On May 3, Xerox announced that the settlement agreement it had reached with Carl Icahn and Darwin Deason on May 1, 2018 has expired in accordance with its terms. As previously stated, the agreement would have become effective upon execution of stipulations discontinuing the Deason litigation with respect to the Xerox defendants. In the absence of such stipulations, the agreement expired at 8:00 p.m. ET on May 3, 2018.
Xerox and its Board of Directors recognize the uncertainty caused by the developments of the past several days among the company’s investors and other stakeholders.
The Xerox Board and management team remain focused on driving continued improvement in financial and operational performance, and will consider all options to create value for the company and its shareholders.
Shortly after Xerox sent this release, Icahn and Deason released the following, announcing their open letter to Xerox shareholders.

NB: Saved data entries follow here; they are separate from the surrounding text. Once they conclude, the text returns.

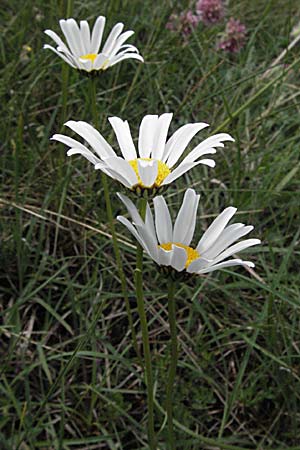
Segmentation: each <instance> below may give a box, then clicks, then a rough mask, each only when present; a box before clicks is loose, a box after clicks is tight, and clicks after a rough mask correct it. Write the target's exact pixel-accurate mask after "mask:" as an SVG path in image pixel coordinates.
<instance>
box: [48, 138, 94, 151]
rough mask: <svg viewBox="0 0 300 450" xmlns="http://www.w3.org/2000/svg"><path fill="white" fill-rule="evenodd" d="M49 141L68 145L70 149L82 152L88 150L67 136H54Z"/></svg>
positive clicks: (74, 140) (85, 147) (78, 142)
mask: <svg viewBox="0 0 300 450" xmlns="http://www.w3.org/2000/svg"><path fill="white" fill-rule="evenodd" d="M50 141H58V142H61V143H62V144H65V145H68V146H69V147H70V148H79V149H81V150H83V151H86V150H88V148H87V147H85V146H84V145H82V144H81V143H80V142H78V141H76V140H75V139H73V138H70V137H69V136H65V135H64V134H54V135H53V136H52V137H51V138H50Z"/></svg>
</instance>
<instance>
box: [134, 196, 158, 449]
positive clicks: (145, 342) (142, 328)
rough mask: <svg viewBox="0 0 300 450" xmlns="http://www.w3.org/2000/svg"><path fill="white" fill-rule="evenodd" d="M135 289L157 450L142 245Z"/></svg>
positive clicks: (137, 261)
mask: <svg viewBox="0 0 300 450" xmlns="http://www.w3.org/2000/svg"><path fill="white" fill-rule="evenodd" d="M146 206H147V201H146V200H145V199H141V200H140V215H141V217H142V219H144V217H145V213H146ZM134 279H135V290H136V298H137V307H138V313H139V317H140V322H141V329H142V339H143V348H144V357H145V372H146V374H145V375H146V385H147V405H148V440H149V448H150V450H155V449H156V448H157V445H156V437H155V431H154V398H153V375H152V363H151V352H150V344H149V333H148V324H147V317H146V312H145V302H144V293H143V249H142V247H141V246H140V245H138V246H137V254H136V271H135V274H134Z"/></svg>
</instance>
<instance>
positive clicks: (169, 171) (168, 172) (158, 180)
mask: <svg viewBox="0 0 300 450" xmlns="http://www.w3.org/2000/svg"><path fill="white" fill-rule="evenodd" d="M139 160H140V161H153V160H152V158H137V159H132V160H131V161H128V162H129V164H130V165H131V167H132V168H133V170H134V171H135V173H136V176H137V177H138V185H139V186H140V187H142V188H145V187H149V186H145V185H144V184H143V183H142V180H141V177H140V175H139V169H138V161H139ZM169 173H171V170H170V169H169V167H168V166H167V165H166V164H165V163H163V162H162V161H159V160H157V177H156V179H155V181H154V183H153V185H152V186H151V187H159V186H160V185H161V183H162V182H163V181H164V179H165V178H166V177H167V176H168V175H169Z"/></svg>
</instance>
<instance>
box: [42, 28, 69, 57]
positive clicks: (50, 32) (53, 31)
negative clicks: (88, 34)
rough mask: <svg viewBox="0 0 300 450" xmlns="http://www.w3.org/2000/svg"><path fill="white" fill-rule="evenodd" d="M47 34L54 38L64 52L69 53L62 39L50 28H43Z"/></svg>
mask: <svg viewBox="0 0 300 450" xmlns="http://www.w3.org/2000/svg"><path fill="white" fill-rule="evenodd" d="M44 33H45V34H47V36H49V37H51V39H53V40H54V42H55V43H56V44H57V45H58V47H60V48H61V49H62V50H63V51H64V52H66V53H70V49H69V48H68V47H67V46H66V44H65V43H64V42H63V41H62V39H61V38H60V37H59V36H58V34H56V33H55V32H54V31H52V30H45V31H44Z"/></svg>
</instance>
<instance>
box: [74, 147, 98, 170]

CARL ICAHN AND DARWIN DEASON RELEASE OPEN LETTER TO XEROX SHAREHOLDERS
Xerox’s Two Largest Individual Shareholders Confirm Expiration of Previously Announced Settlement Agreement
Xerox Board Commits Additional Intentional Breaches of Fiduciary Duties
Call for Xerox Board to Terminate Proposed Transaction with Fuji, Hire John Visentin as CEO and Resign as Directors
New York, New York, May 4, 2018 – Today Carl Icahn and Darwin Deason released the following open letter to shareholders of Xerox Corporation (NYSE: XRX):
At 8:00 pm ET on Thursday night, the settlement agreement we entered into with Xerox and a unanimous Xerox Board earlier this week expired without the Xerox Board permitting the agreement to take effect, once again intentionally violating their fiduciary duties to Xerox shareholders by pursuing their own brazen self-interest.
This occurred just 48 hours after Xerox issued a press release that included the following unanimous statement from the Xerox Board:
“an immediate resolution of the pending litigation and proxy contest is in the best interest of [Xerox] and all [its] stakeholders.”

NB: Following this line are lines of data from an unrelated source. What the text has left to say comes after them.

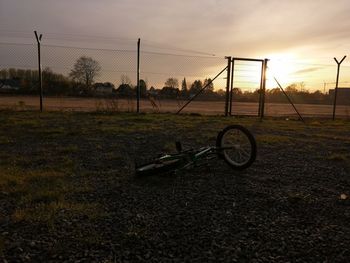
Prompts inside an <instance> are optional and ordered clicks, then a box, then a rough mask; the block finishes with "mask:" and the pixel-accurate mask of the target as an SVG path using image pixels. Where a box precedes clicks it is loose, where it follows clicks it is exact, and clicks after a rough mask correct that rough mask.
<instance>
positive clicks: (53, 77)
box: [0, 56, 332, 104]
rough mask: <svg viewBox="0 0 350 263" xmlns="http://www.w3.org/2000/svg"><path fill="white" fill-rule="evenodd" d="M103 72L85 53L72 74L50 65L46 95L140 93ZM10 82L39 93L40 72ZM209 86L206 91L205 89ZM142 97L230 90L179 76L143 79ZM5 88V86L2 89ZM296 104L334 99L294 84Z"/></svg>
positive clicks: (130, 87) (42, 71)
mask: <svg viewBox="0 0 350 263" xmlns="http://www.w3.org/2000/svg"><path fill="white" fill-rule="evenodd" d="M100 73H101V66H100V64H99V63H98V62H97V61H96V60H94V59H93V58H91V57H86V56H82V57H80V58H78V59H77V61H76V62H75V64H74V66H73V68H72V69H71V71H70V73H69V75H68V76H64V75H63V74H58V73H55V72H53V71H52V70H51V69H50V68H45V69H44V70H43V71H42V80H43V89H44V94H45V95H59V96H94V95H99V91H98V87H101V86H103V87H107V88H110V92H109V93H104V95H105V96H118V97H125V98H132V97H135V96H136V88H137V87H136V85H133V84H132V82H131V80H130V78H129V77H128V76H127V75H122V76H121V79H120V83H121V84H120V85H119V86H118V87H115V86H114V84H112V83H110V82H105V83H98V82H96V78H97V77H98V76H99V75H100ZM6 81H12V85H14V84H15V85H16V86H17V87H18V89H16V90H8V91H7V92H11V93H16V94H37V93H38V89H39V80H38V71H37V70H31V69H26V70H24V69H15V68H9V69H1V70H0V88H1V86H4V83H6ZM204 87H206V88H205V89H204V90H202V89H203V88H204ZM139 88H140V96H141V97H142V98H147V97H154V98H159V99H182V100H183V99H188V98H191V97H193V96H195V95H196V94H197V93H199V92H200V91H202V92H201V94H200V96H198V99H199V100H224V99H225V96H226V92H225V91H224V90H223V89H218V90H215V89H214V84H213V82H212V81H211V79H204V80H195V81H193V82H192V83H190V84H189V83H188V82H187V80H186V78H183V79H182V80H181V81H179V80H178V79H177V78H173V77H170V78H167V79H166V80H165V82H164V86H163V87H162V88H155V87H153V86H151V87H148V84H147V81H145V80H143V79H141V80H140V82H139ZM0 90H1V89H0ZM232 92H233V96H232V99H233V101H241V102H258V101H259V96H260V91H259V90H258V89H256V90H254V91H242V89H240V88H238V87H236V88H234V89H233V91H232ZM285 92H286V94H287V95H288V96H290V97H291V98H292V100H293V102H295V103H313V104H331V103H332V98H331V97H330V96H329V95H328V94H323V93H321V92H320V91H315V92H309V91H307V90H305V88H304V86H303V84H302V83H299V84H292V85H290V86H288V87H287V88H286V89H285ZM265 98H266V102H274V103H286V102H287V98H286V96H285V94H284V93H283V92H282V91H281V90H280V89H279V88H274V89H271V90H266V92H265Z"/></svg>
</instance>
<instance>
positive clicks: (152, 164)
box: [135, 159, 181, 176]
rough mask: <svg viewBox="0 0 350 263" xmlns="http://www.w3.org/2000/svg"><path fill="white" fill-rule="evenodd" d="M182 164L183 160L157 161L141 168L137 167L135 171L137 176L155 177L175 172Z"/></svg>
mask: <svg viewBox="0 0 350 263" xmlns="http://www.w3.org/2000/svg"><path fill="white" fill-rule="evenodd" d="M180 164H181V159H174V160H167V161H162V160H159V159H157V160H155V161H153V162H150V163H146V164H143V165H140V166H137V167H136V169H135V174H136V176H145V175H155V174H160V173H167V172H171V171H174V170H175V169H176V168H178V167H179V166H180Z"/></svg>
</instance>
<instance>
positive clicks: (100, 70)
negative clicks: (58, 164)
mask: <svg viewBox="0 0 350 263" xmlns="http://www.w3.org/2000/svg"><path fill="white" fill-rule="evenodd" d="M50 40H53V39H50ZM66 42H67V41H66V40H65V39H60V42H59V44H57V43H56V44H50V43H44V42H43V43H42V45H41V64H42V69H43V87H44V95H45V97H44V108H46V109H63V110H66V109H70V110H106V109H107V110H121V111H125V110H126V111H135V110H136V88H135V87H136V84H137V48H136V41H133V42H132V43H133V46H130V41H129V43H127V44H126V45H111V44H108V45H107V44H106V45H105V46H104V47H102V48H101V47H100V46H99V48H95V43H94V42H90V41H86V43H85V44H84V46H85V47H81V45H82V44H81V41H80V45H74V43H73V44H67V43H66ZM81 57H89V58H91V59H93V60H94V61H96V62H97V63H98V64H99V66H100V70H99V71H98V74H96V76H94V78H93V82H92V84H93V85H91V87H90V92H86V90H84V88H83V86H84V85H83V84H84V83H75V82H74V81H72V75H71V72H72V70H73V69H74V65H75V64H76V63H77V61H78V60H79V58H81ZM315 61H316V62H315ZM315 61H313V62H312V61H305V60H304V61H302V60H285V61H280V60H278V59H271V60H270V61H269V62H268V70H267V82H266V84H267V85H266V89H267V90H266V96H265V99H266V100H265V101H266V103H265V115H267V116H287V115H288V116H289V115H296V113H295V111H294V109H293V107H292V106H291V105H290V104H289V103H288V100H287V98H286V97H285V95H284V94H283V92H282V91H281V89H280V88H279V87H278V85H277V84H276V82H275V80H274V77H276V78H277V79H278V81H279V82H280V83H281V86H282V87H283V88H284V89H285V91H286V93H287V94H288V96H290V99H291V100H292V101H293V102H295V103H296V107H297V109H298V110H299V111H300V113H301V114H302V115H305V116H307V115H312V116H331V114H332V107H333V106H332V103H333V99H334V87H335V76H336V64H335V62H334V61H332V59H329V58H319V59H318V60H315ZM226 66H227V60H226V59H225V58H223V57H217V56H214V55H210V54H203V53H200V52H196V51H192V52H191V51H184V50H181V49H172V48H168V47H165V48H162V47H161V46H154V45H150V44H149V43H147V42H146V44H145V45H144V46H143V44H142V42H141V52H140V79H141V81H140V83H139V84H140V88H141V102H140V110H141V111H151V112H176V111H177V110H178V109H179V108H181V107H182V106H183V105H184V103H185V102H187V101H188V100H189V99H190V98H192V97H193V96H194V95H195V94H196V93H197V92H198V91H199V90H200V89H201V88H202V87H203V86H204V85H206V84H207V83H208V82H210V80H211V79H212V78H213V77H214V76H216V74H217V73H218V72H220V71H221V70H222V69H223V68H225V67H226ZM260 73H261V63H259V62H247V61H239V62H235V64H234V74H233V97H232V101H233V104H232V114H233V115H237V114H238V115H255V116H256V115H257V113H258V101H259V95H260V92H259V88H260V82H261V79H260V78H261V75H260ZM226 74H227V73H226V71H225V72H223V73H222V74H221V75H220V76H219V77H218V78H217V79H216V80H215V81H214V82H213V83H212V85H209V86H208V88H207V89H206V90H205V91H204V92H203V93H201V95H200V96H198V97H196V99H195V100H194V102H192V103H190V104H189V105H188V106H187V107H186V108H185V109H184V112H196V113H201V114H223V113H224V107H225V89H226V76H227V75H226ZM0 85H1V89H0V91H1V93H0V107H2V108H4V107H19V105H22V106H21V107H22V108H23V105H24V106H26V108H34V109H37V108H38V107H39V105H38V98H37V97H38V94H39V91H38V88H39V83H38V47H37V44H35V43H32V44H21V43H0ZM348 87H350V63H349V62H348V61H347V60H345V61H344V63H343V64H342V65H341V70H340V81H339V90H340V92H339V94H340V99H339V100H338V103H339V105H337V115H342V116H348V117H349V112H350V109H349V104H350V95H349V94H350V89H349V88H348ZM332 90H333V91H332ZM14 94H15V95H16V96H13V95H14ZM10 95H11V96H10ZM24 95H26V96H24ZM21 107H20V108H21Z"/></svg>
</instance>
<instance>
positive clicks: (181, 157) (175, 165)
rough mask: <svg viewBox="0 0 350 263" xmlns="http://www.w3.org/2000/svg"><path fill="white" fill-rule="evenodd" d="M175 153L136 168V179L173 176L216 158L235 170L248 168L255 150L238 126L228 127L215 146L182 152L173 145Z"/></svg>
mask: <svg viewBox="0 0 350 263" xmlns="http://www.w3.org/2000/svg"><path fill="white" fill-rule="evenodd" d="M175 144H176V150H177V152H176V153H171V154H162V155H160V156H158V157H157V158H155V159H153V160H152V161H150V162H148V163H145V164H142V165H136V167H135V168H136V169H135V173H136V175H137V176H141V175H153V174H159V173H169V172H176V171H179V170H183V169H187V168H190V167H196V166H200V165H201V164H206V163H208V161H209V160H211V159H213V158H215V156H217V157H219V158H220V159H223V160H224V161H225V162H226V163H227V164H228V165H229V166H230V167H231V168H233V169H234V170H244V169H246V168H248V167H250V166H251V165H252V164H253V162H254V161H255V158H256V152H257V146H256V141H255V138H254V136H253V135H252V134H251V133H250V131H249V130H248V129H247V128H245V127H243V126H241V125H230V126H227V127H226V128H224V129H223V130H222V131H220V132H219V133H218V135H217V137H216V146H206V147H201V148H199V149H188V150H183V149H182V145H181V143H180V142H176V143H175Z"/></svg>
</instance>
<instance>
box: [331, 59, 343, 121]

This inexplicable turn of events occurred for one reason only: the Xerox Board recklessly refused to follow through with the leadership and governance changes we agreed to, demanding unprecedented additional approvals for their own personal self-interest.
An expansive release from us and the Company was not enough. Fully insured, robust indemnification rights were not enough. The Xerox Board declined to take the actions they unanimously approved as in the best interest of Xerox shareholders unless they obtained additional unprecedented protections from the court, which all parties (and the judge!) agree are not required under applicable law.
The brazen self-interest of the Xerox Board defies description.
Over the next few months, we intend to see that “massively conflicted” Jeff Jacobson and old guard directors like Bob Keegan, Ann Reese and Chuck Prince, who have already done so much damage to the company, and are continuing to do more damage with these actions, are held fully and personally liable for their misconduct. Similarly, we intend to see that Fujifilm is held fully liable as an aider and abettor of the continuing breaches of fiduciary duties by those directors.
We will continue our fight to rescue and revitalize Xerox, as so many of our fellow shareholders have been encouraging us to do.